Don Bosco: santo, educatore, prete di strada
Sono tante le ferite all’anima dei cattolici fedeli. Dall’abdicazione del grande papa Benedetto XVI alla successiva intronizzazione di Francesco, poi, sembra che le piaghe si vadano allargando e se ne aprano di nuove. Dalla drammatica vicenda degli abusi sessuali sui minori a casi sempre più numerosi di condotte private ed intime di vita disordinata o addirittura scandalosa, all’affarismo di alcuni sino a vere e proprie enormità dottrinali, il quadro è disarmante. Il “papa nero” Sosa Abascal, numero uno dei gesuiti, ha messo in dubbio la verità dei Vangeli (“non c’erano telecamere al tempo di Gesù”) e negato rotondamente l’esistenza del Maligno. Gli esempi sono troppi e così diffusi da far temere che avesse ragione Paolo VI allorché denunciava, insieme ad un “pensiero non cattolico” diffuso nella Chiesa, il fumo di Satana penetrato nel corpo vivo dell’istituzione. La memoria va ad un grande filosofo e sacerdote dell’Ottocento, Antonio Rosmini, ed al suo libretto, che gli costò in vita le attenzioni del Sant’Uffizio, intitolato “Le cinque piaghe della Santa Chiesa.”
Serve aria fresca, una prassi ed un pensiero cattolico che, fedele al “depositum fidei”, torni a parlare di Dio ad un mondo diventato infedele, o, peggio, indifferente. Un grande esempio ci viene dalla figura di San Giovanni Bosco, anzi, semplicemente, Don Bosco, il grande prete astigiano dell’Ottocento che unisce tre straordinarie caratteristiche, o carismi, come si diceva. Innanzitutto, Don Bosco è un santo, e non solo perché tale lo ha proclamato la Chiesa sin dal 1934. Ma fu anche un eccezionale educatore e, come oggi usa dire, un prete di strada. Torino ed il Piemonte conobbero, in quel periodo, una preziosa fioritura di figure eccezionali.

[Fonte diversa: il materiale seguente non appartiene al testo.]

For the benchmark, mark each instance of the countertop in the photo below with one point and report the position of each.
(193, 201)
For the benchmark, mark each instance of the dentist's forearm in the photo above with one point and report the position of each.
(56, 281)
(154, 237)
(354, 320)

Oggi vengono chiamati i “santi sociali”, Giuseppe Cafasso, amico e collaboratore di Don Bosco, l’uomo che seguiva i condannati a morte sin sul patibolo, Giuseppe Cottolengo, il vero paladino degli ultimi, dei più sfortunati e disgraziati tra gli esseri umani, Francesco Faà di Bruno, scienziato ed infaticabile animatore della stampa, Giulia di Barolo, nobile di origine francese. L’ultimo grande, già in pieno Novecento, fu Don Orione.